During the years in question, American Mutual Fire Insurance Company issued numerous fire insurance policies, collected the premiums therefor, duly reported such premiums, and paid to the appellant a license fee of two percent on the premiums collected, or five percent of its net income, whichever was less, as required by Section 37-130.2 of the Code. The respondents., provided reinsurance to American Mutual for a portion of the risks undertaken by it.

The respondents were organized as insurance companies under the laws of this State and under their charters were authorized to issue fire and casualty insurance policies and insure against any loss or damage not prohibited by law. The respondents were duly licensed to engage in the insurance business by the South Carolina Insurance Department, Section 37-101; they file annual statements with the Department, Section 37-293; they are audited every three years by examiners of the Department, Section 37-281; they had on file with the Department the sums required by statute, Section 37-181; they maintain required reserves, Section 37-188 and their investments were regulated by the Department, Volume 17, Pages 330-334 of the Code.

Reinsurance is not defined in our Code, however, we find an appropriate definition thereof in the Southeastern case when we said:

“Reinsurance, in the strict sense of the word, may be defined as a contract whereby one party, the reinsurer, agrees to indemnify another, the reinsured, either in whole or *470in part against loss or liability which the latter may sustain or incur under a separate and original contract of insurance with a third party, the original insured.”

As our Southeastern case points out, there is a difference between insurance and reinsurance but such is not a basis for holding that the respondents are not insurance companies because they only are engaged in selling or providing reinsurance to American Mutual Fire Insurance Company. As a general rule, a corporation authorized in general terms to engage in the insurance business may issue policies of reinsurance, and hence no empowering or validating legislation is required before an insurance company may enter into a reinsurance contract as reinsurer or as reinsured. 44 Am. Jur. (2d) Insurance, Section 1858, Page 791, and Sachs v. Ohio Nat. Life Ins. Co., 7 Cir., 116 F. (2d) 113.

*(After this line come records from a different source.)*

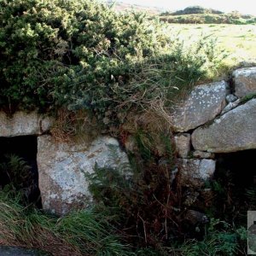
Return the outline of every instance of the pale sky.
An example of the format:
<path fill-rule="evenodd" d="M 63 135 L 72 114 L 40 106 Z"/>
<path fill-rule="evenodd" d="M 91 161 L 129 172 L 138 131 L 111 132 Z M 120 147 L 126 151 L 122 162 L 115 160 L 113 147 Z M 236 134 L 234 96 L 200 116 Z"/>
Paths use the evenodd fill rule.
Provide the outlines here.
<path fill-rule="evenodd" d="M 200 5 L 224 12 L 238 10 L 241 14 L 256 15 L 256 0 L 119 0 L 119 2 L 163 7 L 171 10 Z"/>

Our statute, Section 37-2(4) defines an insurance company as follows:

“ ‘Company’, ‘companies’, ‘insurance company’, ‘insurance companies’ or ‘insurer’ shall be deemed to include any corporation, fraternal organization, burial association, other association, partnership, society, order, individual or aggregation of individuals engaging or proposing or attempting to engage as principals in any kind of insurance or surety business, including the exchanging of reciprocal or interinsurance contracts between individuals, partnerships and corporations.”

Section 37-3 of our Code says:

“ ‘Insurance’ is a contract whereby one undertakes to indemnify another or pay a specified amount upon determinable contingencies.”

What the term “reinsurance” actually connotes is well expressed in Appleman, Insurance Law and Practice, Vol. 13, Section 7681, page 433, where it is said:

“Reinsurance * * * means one thing only — the ceding by one insurance company to another of all or a portion of its risks for a stipulated portion of the premium, in which *471the liability of the reinsurer is solely to the reinsured, which is the ceding company, and in which contract the ceding company retains all contact with the original insured, and handles all matters prior to and subsequent to loss. The true reinsurer is merely an insurance company or underwriter which deals only with other insurance companies as its policyholders.”

It is our conclusion that the respondents are insurance companies within the intent and meaning of Section 65-226(2) which exempts insurance companies from taxation under Chapter 5 of Title 65. In our research we have found no statute in our State nor any decision from any court that requires a different conclusion. It would be illogical to hold that the respondents were not insurance companies and yet require them to conform to all of the statutory requirements imposed upon insurance companies.

The exceptions of the appellant are overruled and the judgment below is,

Affirmed.

Lewis, Bussey, Brailsford and Littlejohn, JJ., concur.